- Battle of Nish: Part of the Crusade of Varna and the Hungarian–Ottoman Wars
| Date | 2 or 3 November 1443 |
| Location | near Niš, Bulgaria |
| Result | Crusader victory |

Belligerents
- Kingdom of Hungary Kingdom of Croatia Kingdom of Poland Serbian Despotate: Ottoman Empire

Commanders and leaders
- John Hunyadi: Kasım Pasha Turahan Bey Ishak Bey Skanderbeg Hamza Kastrioti

Strength
- 12,000 cavalry: 12,000 sipahi cavalry under direct command of Kasım Beg Frontier army of unknown number

Casualties and losses
- 500: 6,000: 2,000 killed; 4,000 captured; Skanderbeg and 300 Albanian cavalrymen deserted; Many more during retreat; 13 high rank prisoners;

= Battle of Nish (1443) =

Battle of 1443 between Christian Alliance and Ottoman Empire

The Battle of Nish (early November 1443) was fought between the Crusaders led by John Hunyadi and Đurađ Branković and the Ottoman Empire led by Kasım Pasha. It saw the Crusaders capture the Ottoman stronghold of Nish (Niš) in Serbia, and defeat two armies of the Ottoman Empire. The Battle of Nish was part of Hunyadi's expedition known as the long campaign. Hunyadi, at the head of the vanguard, crossed the Balkans through the Gate of Trajan, captured Nish, defeated three Ottoman pashas, and after taking Sofia from the Ottomans, united with the royal army and defeated Sultan Murad II at Snaim (Kustinitza). The impatience of the king and the severity of the winter then compelled him (in February 1444) to return home.

==Background==
In 1440 John Hunyadi became the trusted adviser and most highly regarded soldier of king Władysław III of Poland. Hunyadi was rewarded with the captaincy of the fortress of Belgrade and was put in charge of military operations against the Ottomans. King Władysław recognized Hunyadi's merits by granting him estates in Eastern Hungary. Hunyadi soon showed and displayed an extraordinary capacity to marshal his defences with the limited resources at his disposal. He was victorious in Semendria over Ishak-Beg in 1441. Not far from Nagyszeben in Transylvania he annihilated an Ottoman force and recovered for Hungary the suzerainty of Wallachia. The Crusader army consisted of 25,000 or more troops and 600 war wagons. Hunyadi took 12,000 cavalry to locate and defeat Kasım Pasha. Władysław and Brankovic were left in camp with the war wagons.

== Battle ==
The battle for Nish was not one, but five different battles. The first engagement was a battle against a small garrison in Nish and the Crusaders captured, pillaged, and burned the town. This was followed by three battles against three different Ottoman armies advancing on Nish. Finally there was one against the remnants of the three Ottoman armies.
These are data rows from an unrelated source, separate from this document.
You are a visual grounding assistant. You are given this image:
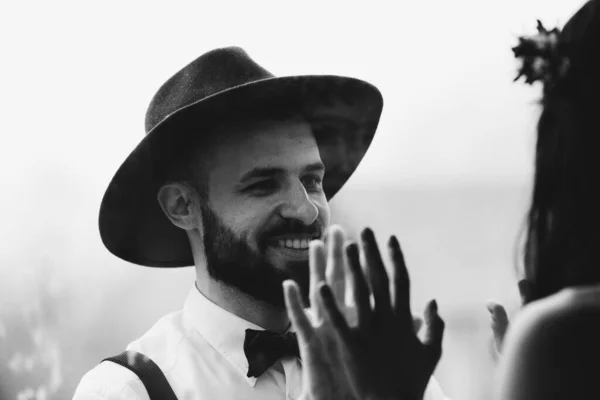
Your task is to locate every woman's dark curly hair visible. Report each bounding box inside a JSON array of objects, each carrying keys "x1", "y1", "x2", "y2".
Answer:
[{"x1": 513, "y1": 0, "x2": 600, "y2": 301}]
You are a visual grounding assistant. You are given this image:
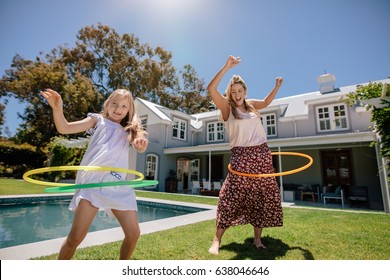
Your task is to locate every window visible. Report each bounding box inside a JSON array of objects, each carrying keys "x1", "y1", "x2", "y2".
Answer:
[
  {"x1": 317, "y1": 104, "x2": 348, "y2": 131},
  {"x1": 139, "y1": 115, "x2": 148, "y2": 130},
  {"x1": 207, "y1": 122, "x2": 225, "y2": 142},
  {"x1": 172, "y1": 118, "x2": 187, "y2": 140},
  {"x1": 261, "y1": 114, "x2": 277, "y2": 136},
  {"x1": 145, "y1": 154, "x2": 158, "y2": 180}
]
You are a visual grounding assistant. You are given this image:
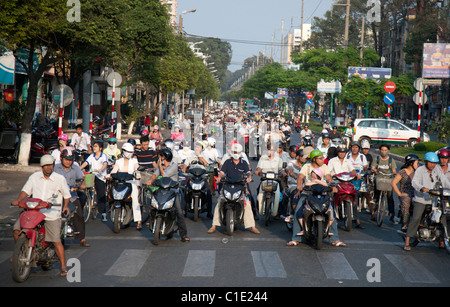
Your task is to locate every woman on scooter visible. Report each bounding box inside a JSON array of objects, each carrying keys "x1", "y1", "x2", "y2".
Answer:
[{"x1": 111, "y1": 143, "x2": 142, "y2": 230}]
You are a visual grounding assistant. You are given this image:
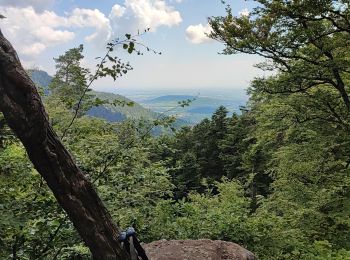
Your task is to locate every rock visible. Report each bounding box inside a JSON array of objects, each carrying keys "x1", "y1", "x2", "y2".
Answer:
[{"x1": 143, "y1": 239, "x2": 257, "y2": 260}]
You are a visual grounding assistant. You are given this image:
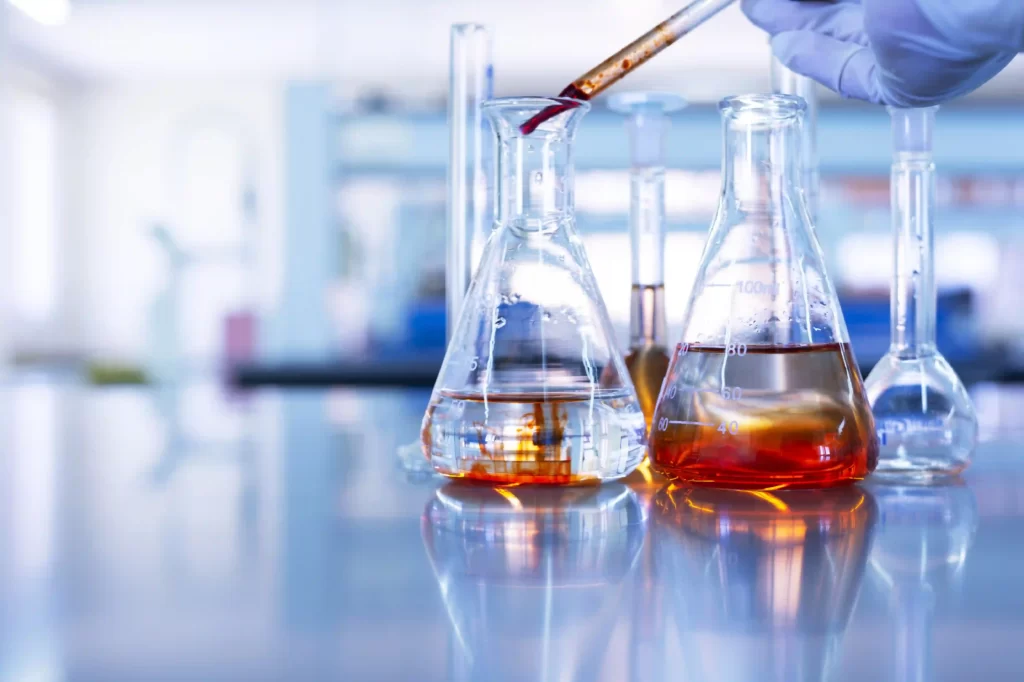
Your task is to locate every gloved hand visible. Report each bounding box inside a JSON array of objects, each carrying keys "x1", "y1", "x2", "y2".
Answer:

The last battle took place on the plain between Bolvan and Nish on 3 November 1443. Ottoman forces were led by Kasım Pasha, the beglerbeg of Rumelia, Turahan Beg and Ishak-Beg. After the Ottoman defeat, the retreating forces of Kasım Pasha and Turahan Beg burned all of the villages between Nish and Sofia. The Ottoman sources explain the Ottoman defeat as due to a lack of cooperation between the different Ottoman armies which were led by different commanders.

== Aftermath ==

According to Chalcocondyles, "Weary after Hunyadi forced the Ottomans to retreat in the Balkans in 1443, the old lords hurried on all sides to regain possession of their fathers' fields". One of them was Gjergj Kastrioti Skanderbeg who deserted the Ottoman army along with his nephew Hamza Kastrioti and 300 Albanians and after capturing Krujë started a twenty-five-year-long struggle against the Ottoman Empire.

Murad II signed a treaty for ten years, and abdicated in favour of his son Mehmed II. When the peace was broken the next year, Murad returned to the Balkans and won the Battle of Varna in November 1444.